Pitfalls of Property Seizure
01/30/15 - Editorial by Renee WilkinsWith an unusual sense of haste, the Governing Body ran a midnight marathon, rushing a decision on a new DWI seizure program. The urgency with which this was pushed through was flabbergasting. Many Governing Body members were not notified this could be on the agenda in advance of receiving their packets a week earlier. No special committee (much touted by this Governing Body). No work session. Pardon me for having the audacity to say that something so serious should be approached with more reverence and thought than Social Media, which was given much more examination and deliberation by this Governing Body.
Clearly, making a solid attempt to crack down on drunk drivers is the right thing to do. But national and state headlines are littered with enough examples of property seizure run-a-muck to give us pause.

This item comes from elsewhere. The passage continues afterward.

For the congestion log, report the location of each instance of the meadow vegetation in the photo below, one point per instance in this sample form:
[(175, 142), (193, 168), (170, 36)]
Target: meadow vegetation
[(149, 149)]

Consider under this new ordinance that you loan your car to a friend or relative whose vehicle has broken down. The friend/relative goes to the bar after work and is then stopped at a DWI checkpoint. The vehicle is seized by the police. According to the City Attorney, all you have to say is “I’m an innocent owner” shifting the burden to the government to prove you are not completely innocent. The government then has to show you had constructive knowledge that the friend/relative might drink and drive. For instance; did you know that person had a DWI 10 years ago? Have you been present when this person drank a few too many? Certainly, we all have to take some responsibility when we lend our vehicle. However, the ordinance uses ambiguous phrases like “may include, but is not limited to...” leaving the impression of stacking the deck against the innocent owner.

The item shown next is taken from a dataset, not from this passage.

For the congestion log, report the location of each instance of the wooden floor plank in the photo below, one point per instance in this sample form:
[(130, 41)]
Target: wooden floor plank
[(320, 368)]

This ordinance also prosecutes in a civil rather than criminal capacity, allowing for speedy seizure and forfeiture of a person’s vehicle if arrested, not necessarily convicted. A hearing officer (anyone appointed by the City Manager) could hear the case within 20 days, giving the government the authority to complete forfeiture proceedings and sell their car before they are found guilty of a crime. Conversely, the innocent owner of a vehicle only has ten days to request a hearing, and could be without their vehicle for an undetermined amount of time. As yet, the remaining procedures are still to be determined.
Is vehicle seizure more effective than booting? The City Attorney herself cited a study stating that booting vehicles is more effective. She also acknowledged that Albuquerque’s seizure program did not result in any real decrease in DWI over the years and predicted that Rio Rancho may not even see a reduction for years. Habitual offenders always find a way to outsmart the system, unless they are locked up. In addition, a large percentage of vehicles have lien holders who, protected by law, recover the vehicle and often return it to the offender.
Some Governing Body members are diving head-first into the murky waters of property seizure when they should be dipping their toes and carefully considering any unseen rocks beneath the waves. It is their responsibility to ensure as little collateral damage as possible; protecting the rights of the innocent while punishing the guilty. Let’s not make the mistake of adding the lives devastated by heavy-handed government to those shattered by DWI.